The movie also become a touchstone for shaping our national identity overseas, as well as helping to rebuild Australia’s long – dormant motion picture industry in the process.

There has been a recent trend of adapting famous films for the stage. Some ambitious examples include Brief Encounter, Mary Poppins, Ghost – The Musical, and North by Northwest.

Brief Encounter and North by Northwest in particular, were almost literal scene by scene readings of each movie, successfully integrating small and large scale props for dramatic and comic effect.

As part of their 2016 line up, the Malthouse Theatre’s premiere of Picnic at Hanging Rock, could not be more different from the above-mentioned shows.

Expanding on both Linsday’s foreboding book and the film’s seamless fluidity, the Malthouse team of Tom Wright (playwright), Matthew Lutton (direction), Zoe Atkinson (set & costumes), Paul Jackson (lighting), Ash Gibson Greig (composition), and J. David Franzke (sound) have created a striking and piquant theatrical journey.

Dripping with stark symbolism not unlike Charles Blackman’s Schoolgirl series of paintings come to life, the company’s hypnotic and filmic re-imagining almost takes place inside the mind of a David Lynch, John Wyndham, Henry James or Stanley Kubrick. Even the most minor detail seems controlled, if not at the mercy of a higher presence.
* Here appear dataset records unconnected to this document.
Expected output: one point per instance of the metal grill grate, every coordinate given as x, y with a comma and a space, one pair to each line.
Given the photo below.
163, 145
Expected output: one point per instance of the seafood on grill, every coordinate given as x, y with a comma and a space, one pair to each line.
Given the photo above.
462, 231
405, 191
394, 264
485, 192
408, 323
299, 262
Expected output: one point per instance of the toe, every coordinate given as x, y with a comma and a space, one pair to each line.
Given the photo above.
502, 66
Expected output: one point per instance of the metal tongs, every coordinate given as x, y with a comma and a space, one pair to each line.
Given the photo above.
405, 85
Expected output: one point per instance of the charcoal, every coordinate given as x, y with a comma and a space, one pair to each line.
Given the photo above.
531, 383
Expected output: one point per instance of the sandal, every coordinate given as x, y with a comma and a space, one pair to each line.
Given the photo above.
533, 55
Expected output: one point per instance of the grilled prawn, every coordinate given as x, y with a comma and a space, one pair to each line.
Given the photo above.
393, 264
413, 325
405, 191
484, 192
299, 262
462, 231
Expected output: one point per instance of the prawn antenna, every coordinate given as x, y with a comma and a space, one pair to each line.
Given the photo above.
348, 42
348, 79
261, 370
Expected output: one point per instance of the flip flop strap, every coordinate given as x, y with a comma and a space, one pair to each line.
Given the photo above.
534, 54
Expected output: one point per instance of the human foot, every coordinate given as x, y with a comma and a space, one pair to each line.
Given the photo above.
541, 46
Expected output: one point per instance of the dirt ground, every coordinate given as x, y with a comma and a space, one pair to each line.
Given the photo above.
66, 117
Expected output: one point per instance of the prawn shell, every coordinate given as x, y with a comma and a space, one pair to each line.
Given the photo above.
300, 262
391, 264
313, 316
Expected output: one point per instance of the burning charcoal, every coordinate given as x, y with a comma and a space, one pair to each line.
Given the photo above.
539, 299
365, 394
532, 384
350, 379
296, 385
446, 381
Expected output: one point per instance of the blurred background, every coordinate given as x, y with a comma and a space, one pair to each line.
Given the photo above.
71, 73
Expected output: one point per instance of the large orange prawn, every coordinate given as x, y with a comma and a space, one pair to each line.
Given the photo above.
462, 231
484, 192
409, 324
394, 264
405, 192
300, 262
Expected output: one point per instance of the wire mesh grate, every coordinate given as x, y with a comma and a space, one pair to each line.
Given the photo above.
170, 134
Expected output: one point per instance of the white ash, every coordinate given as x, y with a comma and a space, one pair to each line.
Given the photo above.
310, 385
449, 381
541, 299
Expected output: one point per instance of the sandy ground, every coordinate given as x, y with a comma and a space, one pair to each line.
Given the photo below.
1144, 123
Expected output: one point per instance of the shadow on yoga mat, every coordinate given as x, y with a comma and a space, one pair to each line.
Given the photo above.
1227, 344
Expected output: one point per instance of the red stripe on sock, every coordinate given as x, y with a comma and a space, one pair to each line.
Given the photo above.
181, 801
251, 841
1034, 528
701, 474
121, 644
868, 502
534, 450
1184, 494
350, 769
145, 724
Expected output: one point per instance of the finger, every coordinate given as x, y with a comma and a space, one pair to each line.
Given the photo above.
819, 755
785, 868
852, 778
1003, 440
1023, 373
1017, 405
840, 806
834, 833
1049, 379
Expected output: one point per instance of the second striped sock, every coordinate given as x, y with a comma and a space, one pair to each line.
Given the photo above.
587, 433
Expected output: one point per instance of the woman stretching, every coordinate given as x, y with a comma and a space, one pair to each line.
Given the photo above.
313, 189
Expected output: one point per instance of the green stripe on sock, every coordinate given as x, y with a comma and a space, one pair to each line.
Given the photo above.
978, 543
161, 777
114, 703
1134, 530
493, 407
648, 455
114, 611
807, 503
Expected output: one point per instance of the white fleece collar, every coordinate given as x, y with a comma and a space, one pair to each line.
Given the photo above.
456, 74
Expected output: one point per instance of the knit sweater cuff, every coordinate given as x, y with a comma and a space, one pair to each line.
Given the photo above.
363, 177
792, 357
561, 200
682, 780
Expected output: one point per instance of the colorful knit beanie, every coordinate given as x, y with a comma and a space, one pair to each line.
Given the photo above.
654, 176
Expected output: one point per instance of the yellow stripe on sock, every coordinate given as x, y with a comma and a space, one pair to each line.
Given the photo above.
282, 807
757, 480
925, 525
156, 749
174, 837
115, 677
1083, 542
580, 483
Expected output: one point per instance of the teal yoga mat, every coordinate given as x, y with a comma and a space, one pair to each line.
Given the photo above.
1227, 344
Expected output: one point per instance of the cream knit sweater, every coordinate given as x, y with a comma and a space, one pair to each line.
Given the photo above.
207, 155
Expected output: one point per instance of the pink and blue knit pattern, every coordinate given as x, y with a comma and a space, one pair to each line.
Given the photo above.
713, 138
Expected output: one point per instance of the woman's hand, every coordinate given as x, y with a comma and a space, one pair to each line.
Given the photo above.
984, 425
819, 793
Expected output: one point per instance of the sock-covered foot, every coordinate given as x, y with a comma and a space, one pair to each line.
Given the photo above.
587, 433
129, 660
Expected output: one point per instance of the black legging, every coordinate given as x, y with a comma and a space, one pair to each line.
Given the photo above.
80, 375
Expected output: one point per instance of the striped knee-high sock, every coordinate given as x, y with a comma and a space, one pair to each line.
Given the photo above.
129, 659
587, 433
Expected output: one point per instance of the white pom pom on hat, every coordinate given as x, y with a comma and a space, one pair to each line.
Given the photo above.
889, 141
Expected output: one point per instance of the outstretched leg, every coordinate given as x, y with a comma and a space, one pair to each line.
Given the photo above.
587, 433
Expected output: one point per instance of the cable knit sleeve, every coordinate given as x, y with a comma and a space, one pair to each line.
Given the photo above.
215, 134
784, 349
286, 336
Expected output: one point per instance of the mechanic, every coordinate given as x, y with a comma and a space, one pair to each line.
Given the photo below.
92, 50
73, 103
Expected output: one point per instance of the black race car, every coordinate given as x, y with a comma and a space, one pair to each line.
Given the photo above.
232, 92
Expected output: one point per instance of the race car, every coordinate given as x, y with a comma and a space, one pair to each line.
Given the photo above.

Atkinson’s deceptively simple yet hard-angled charcoal grey set makes oblique reference to The Bermuda Triangle. The popular theory being, that Hanging Rock is actually a portal to a parallel universe. This notion is potentially underscored by an oversized prop wardrobe at the rear of the stage, with triple doors leading into Narnia’s mythical and sinister children’s playground.

The show’s percolating sense of evil is further highlighted by the thick nest of trees suspended over the space. Also, though we never see the titular rock, whether referenced inside the void or in the distance, it is still an omnipotent presence.

Picnic at Hanging Rock’s biggest talking point may be its brilliant use of quick black outs between scenes.

Timed to the second, they add to the shape-shifting time scape the show takes great pains to build. (Tia Clark and Lyndie Li Wan Po must be commended for their choreographically challenging stage management.)

Taking all of the above technical elements into consideration, one cannot help but be drawn in.

Finally, the quintet of Harriet Gordon-Anderson, Arielle Gray, Amber McMahon, Elizabeth Nabben, and Nikki Shiels, move with ease from the Greek chorus – inspired opening prologue, to playing all of the major parts once the story proper clicks into gear.

All five tackle multiple female (and male) roles for the ninety – minute duration with equally immersive success. Without giving too much away, the creative choice of using a woman – only cast gives McMahon’s major character in particular, a massive pay off for the audience by the close of the show.

To enjoy the experience at its fullest, one may need to have read the book, seen the film or at least know some key background details. Otherwise, this is an outstanding new piece of theatre not to be missed.